Quello che è certo (e che viene evidenziato dai critici) che COP 28 non è una risposta all’altezza per mantenere il riscaldamento globale sotto la soglia di 1,5 gradi. Insomma, sono mancate azioni radicali e decisive, che forse sarebbe anche illogico aspettarsi in un contesto così multilaterale e complesso (fermo restando che prima o poi queste azioni dovranno essere adottate se si vogliono limitare i rischi legati al cambiamento climatico).

Riteniamo tuttavia che l’accordo abbia un valore politico e segnali un elemento chiaro: il mondo dovrà imparare a vivere senza i combustibili fossili e lo deve cominciare a fare a partire da oggi. COP 28 segna una direzione di marcia chiara: sostenibilità e investimenti restano il focus, declamato con ancora più ambizione e nonostante le congiunture (come le crisi geopolitiche) che possono aver spostato l’attenzione altrove.

Durante la conferenza, nella giornata dedicata alla finanza, è stato evidenziato il ruolo cruciale che gli investimenti, anche quelli privati veicolati attraverso strumenti di risparmio, avranno in questa transizione e l’importanza di sviluppare le legislazioni adeguate per favorirli. Se in Europa gli sforzi legislativi per favorire l’afflusso dei capitali sono evidenti, in altri paesi dobbiamo ancora vedere degli sviluppi concreti.
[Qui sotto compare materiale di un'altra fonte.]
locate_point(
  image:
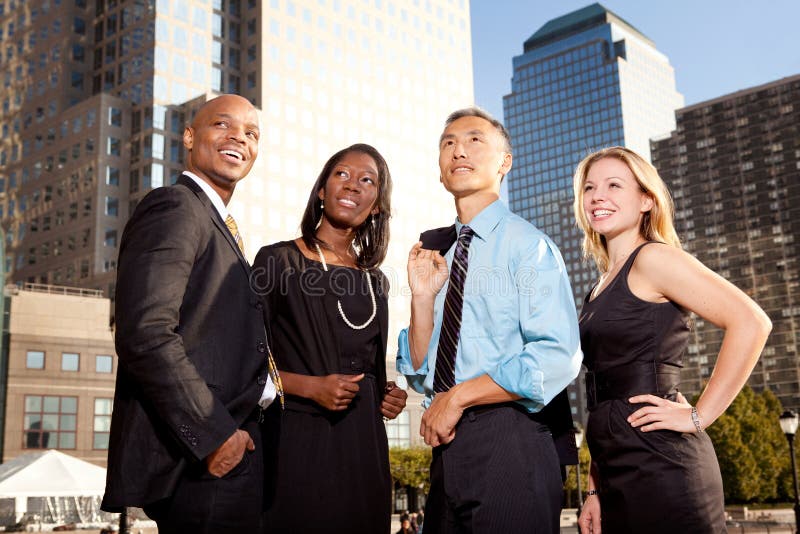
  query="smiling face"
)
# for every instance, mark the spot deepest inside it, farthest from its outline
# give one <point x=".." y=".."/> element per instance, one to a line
<point x="223" y="142"/>
<point x="613" y="200"/>
<point x="472" y="157"/>
<point x="351" y="190"/>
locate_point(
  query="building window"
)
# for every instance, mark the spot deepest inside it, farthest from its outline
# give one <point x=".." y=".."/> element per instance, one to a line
<point x="112" y="176"/>
<point x="102" y="422"/>
<point x="34" y="359"/>
<point x="398" y="431"/>
<point x="114" y="116"/>
<point x="70" y="361"/>
<point x="111" y="238"/>
<point x="114" y="146"/>
<point x="112" y="206"/>
<point x="50" y="422"/>
<point x="103" y="363"/>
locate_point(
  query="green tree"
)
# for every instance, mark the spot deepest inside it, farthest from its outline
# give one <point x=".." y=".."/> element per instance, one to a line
<point x="752" y="451"/>
<point x="571" y="483"/>
<point x="410" y="466"/>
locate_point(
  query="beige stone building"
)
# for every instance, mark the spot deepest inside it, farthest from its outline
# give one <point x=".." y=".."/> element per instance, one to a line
<point x="61" y="367"/>
<point x="96" y="94"/>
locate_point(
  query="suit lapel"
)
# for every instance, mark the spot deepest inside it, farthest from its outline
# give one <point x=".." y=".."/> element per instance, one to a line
<point x="215" y="217"/>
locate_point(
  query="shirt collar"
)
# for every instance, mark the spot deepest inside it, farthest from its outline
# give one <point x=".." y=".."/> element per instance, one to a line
<point x="212" y="195"/>
<point x="486" y="220"/>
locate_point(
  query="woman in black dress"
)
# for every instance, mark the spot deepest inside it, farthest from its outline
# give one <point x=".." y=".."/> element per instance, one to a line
<point x="653" y="468"/>
<point x="326" y="309"/>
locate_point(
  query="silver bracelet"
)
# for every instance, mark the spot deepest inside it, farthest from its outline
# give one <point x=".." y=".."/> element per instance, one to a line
<point x="696" y="420"/>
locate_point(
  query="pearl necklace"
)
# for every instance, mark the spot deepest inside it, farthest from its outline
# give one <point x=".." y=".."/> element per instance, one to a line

Punti chiave per gli investitori

Insomma, tanti propositi più o meno ambiziosi, ma cosa resta di concreto per l’investitore da questo COP 28 ? Pensiamo ci siano tre punti fermi:

  • La “transition away” dai combustibili fossili rappresenta un rischio di transizione enorme per aziende e Paesi che basano i propri ricavi o la propria economia sugli idrocarburi. Alcuni attori potranno contare sulla cassa accumulata in anni di attività legate ai combustibili fossili al fine di adattare il proprio modello a un mondo senza petrolio, gas naturale e carbone. Altre aziende e paesi, potrebbero invece trovare enormi difficoltà ad adattarsi. Questo rappresenta un rischio concreto di lungo termine, che potrebbe essere in alcuni casi difficile da prezzare già oggi nelle valutazioni di mercato.

 

  • I danni legati al cambiamento climatico, sui quali si concentra il “Loss and Damage Fund”, non esauriscono le necessità finanziarie legate al climate change. Ci sarà bisogno di supportare economie per rialzarsi da eventi estremi sempre più frequenti, ma anche di finanziamenti volti al supporto dell’adattamento e alla prevenzione dei rischi climatici, come investimenti infrastrutturali. A ciò si devono aggiungere gli enormi capitali che serviranno a finanziare la transizione energetica (da questo punto di vista la prossima edizione di COP avrà il ruolo di ridefinire i fabbisogni, ma sono arrivate importanti impegni di investimenti durante la conferenza di Dubai). L’inadeguatezza dei 700 milioni di dollari raccolti dal fondo, ci ricorda la difficoltà di reperire questi finanziamenti, un tema che crediamo sia destinato a diventare sempre più pressante. In questo senso, crediamo sia importante che gli investimenti privati e non solo quelli pubblici contribuiscano al raggiungimento di tali obiettivi.

 

  • Eventuali nuove legislazioni potranno avere un ruolo cruciale nella chiarificazione del ruolo degli investimenti sostenibili, nell’indirizzare i fondi verso aziende virtuose e tecnologie necessarie alla lotta al cambiamento climatico, nella standardizzazione e trasparenza dei dati, migliorando ulteriormente un panorama che ha già visto un’evoluzione enorme negli ultimi due anni. L’innovazione legislativa non potrà che aprire nuove opportunità e favorire nel lungo termine gli investimenti ESG.